Submitted by / Abstract owner
Xuefen Cai

Authors
Katherine Cai Xuefen, Yuxiong Ji and Yu Shen

Short abstract
Social media opinion mining offers an alternative methodology to the conventional way of collecting and analysing public opinions towards new transportation technologies or public services to facilitate transportation policy planning and management.

Abstract
Robust content analysis pertaining to new transportation technologies or public transport services through social media opinion mining offers an alternative methodology to the conventional way of collecting and analysing public opinions to facilitate transportation policy planning and management.

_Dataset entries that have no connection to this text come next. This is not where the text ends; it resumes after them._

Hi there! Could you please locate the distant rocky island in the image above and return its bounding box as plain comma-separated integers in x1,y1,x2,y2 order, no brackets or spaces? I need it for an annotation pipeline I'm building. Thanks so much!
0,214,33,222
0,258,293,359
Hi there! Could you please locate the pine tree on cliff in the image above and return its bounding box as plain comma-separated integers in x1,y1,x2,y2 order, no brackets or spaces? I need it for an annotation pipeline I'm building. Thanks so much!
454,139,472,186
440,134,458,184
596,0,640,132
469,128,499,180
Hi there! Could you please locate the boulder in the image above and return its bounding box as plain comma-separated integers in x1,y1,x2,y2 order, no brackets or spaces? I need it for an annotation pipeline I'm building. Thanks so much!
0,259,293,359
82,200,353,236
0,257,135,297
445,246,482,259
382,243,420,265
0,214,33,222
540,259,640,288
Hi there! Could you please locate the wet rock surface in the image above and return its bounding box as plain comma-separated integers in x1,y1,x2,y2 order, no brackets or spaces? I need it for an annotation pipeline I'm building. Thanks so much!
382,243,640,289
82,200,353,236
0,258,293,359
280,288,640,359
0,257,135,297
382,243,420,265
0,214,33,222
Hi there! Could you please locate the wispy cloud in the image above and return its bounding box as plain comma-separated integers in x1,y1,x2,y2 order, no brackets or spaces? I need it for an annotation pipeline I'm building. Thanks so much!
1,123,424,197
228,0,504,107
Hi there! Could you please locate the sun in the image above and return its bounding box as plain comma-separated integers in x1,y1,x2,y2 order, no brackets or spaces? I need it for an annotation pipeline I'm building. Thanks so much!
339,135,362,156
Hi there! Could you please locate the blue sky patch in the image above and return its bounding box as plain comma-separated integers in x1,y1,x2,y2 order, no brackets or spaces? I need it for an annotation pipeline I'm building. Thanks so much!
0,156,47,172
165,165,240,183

The objective of this research is to demonstrate: a) the capability of sentiment analysis and topic modelling as an efficient alternative in capturing the temporal trend of sentiments and opinions; b) the potential of this technique to reveal latent factors or relationships that could possibly influence the user perceptions towards the research object; and c) the valuable insights obtained from the Twitter data to facilitate the discussion of the policy implications and the recommendation of measures.

A novel framework which integrates the opinion mining results from the unsupervised machine learning models (Valence Aware Dictionary for sEntiment Reasoning and Latent Dirichlet Allocation) into the category system to extract public opinions and sentiments that could aid in the understanding of the users’ key concerns regarding the research object, autonomous vehicles (AV).

A two-year (2018-2019) sample of 2,376,839 tweets was extracted from the Twitter data pool via generic hashtag queries. After removing irrelevant tweets, a total of 359,118 tweets in 2018 and 205,040 tweets in 2019 were used for the data processing. Performance of the proposed models was validated against 167 manually annotated held-out dataset where 50% accuracy was achieved for sentiment classification and 34% accuracy was achieved for topic inference at the document-level. The accuracy of the human classified sentiment achieved between 44%-51% whereas the human classified topics achieved between 51%-66% amongst the five human annotators.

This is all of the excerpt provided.